Biochemical and physiologic characterization of follicle regulatory protein: a paracrine regulator of folliculogenesis.

作者信息

Ono T, Campeau J D, Holmberg E A, Nakamura R M, Ujita E L, Devereaux D L, Tonetta S A, DeVinna R, Ugalde M, diZerega G S

出版信息

Am J Obstet Gynecol. 1986 Apr;154(4):709-16. doi: 10.1016/0002-9378(86)90441-2.

Abstract

Further purification of a porcine follicular fluid fraction, referred to as follicle regulatory protein, that inhibits granulosa cell aromatase was performed and the results of in vitro bioassays with these highly purified reagents are reported. The 0% to 35% saturated ammonium sulfate extract of porcine follicular fluid was percolated through an orange A dye matrex gel column and the bound fraction was eluted. Further purification of 0% to 35% orange A-bound fraction of porcine follicular fluid was performed by anion exchange chromatography with the use of the Mono Q column.
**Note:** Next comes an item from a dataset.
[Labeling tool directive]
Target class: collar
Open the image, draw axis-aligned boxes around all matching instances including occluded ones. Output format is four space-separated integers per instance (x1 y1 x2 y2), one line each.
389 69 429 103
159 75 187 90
Mono Q eluents containing follicle regulatory protein activity were injected onto a Mono P hydrogen ion-exchange column. Samples obtained from Mono P chromatography were injected onto preparative and analytical scale gel exclusion columns. Eluent fractions in the apparent molecular weight of 16,000 daltons were tested for aromatase inhibition. Throughout each step, parallelism of an aromatase inhibitor was apparent in both a cell-free microsomal assay and a granulosa cell assay. Follicle regulatory protein, purified about 6666-fold from the orange A-bound fraction of porcine follicular fluid, had a 50% inhibitory concentration of 25 ng/ml for granulosa cell aromatase activity.

摘要

对一种被称为卵泡调节蛋白的猪卵泡液组分进行了进一步纯化,该蛋白可抑制颗粒细胞芳香化酶,并报告了使用这些高度纯化试剂进行的体外生物测定结果。将猪卵泡液0%至35%饱和度的硫酸铵提取物通过橙A染料基质凝胶柱进行渗滤,并洗脱结合部分。使用Mono Q柱通过阴离子交换色谱法对猪卵泡液0%至35%橙A结合部分进行进一步纯化。将含有卵泡调节蛋白活性的Mono Q洗脱液注入Mono P氢离子交换柱。从Mono P色谱法获得的样品注入制备型和分析型凝胶排阻柱。对表观分子量为16,000道尔顿的洗脱液组分进行芳香化酶抑制测试。在每个步骤中,在无细胞微粒体测定和颗粒细胞测定中,芳香化酶抑制剂的平行性都很明显。从猪卵泡液橙A结合部分纯化约6666倍的卵泡调节蛋白对颗粒细胞芳香化酶活性的50%抑制浓度为25 ng/ml。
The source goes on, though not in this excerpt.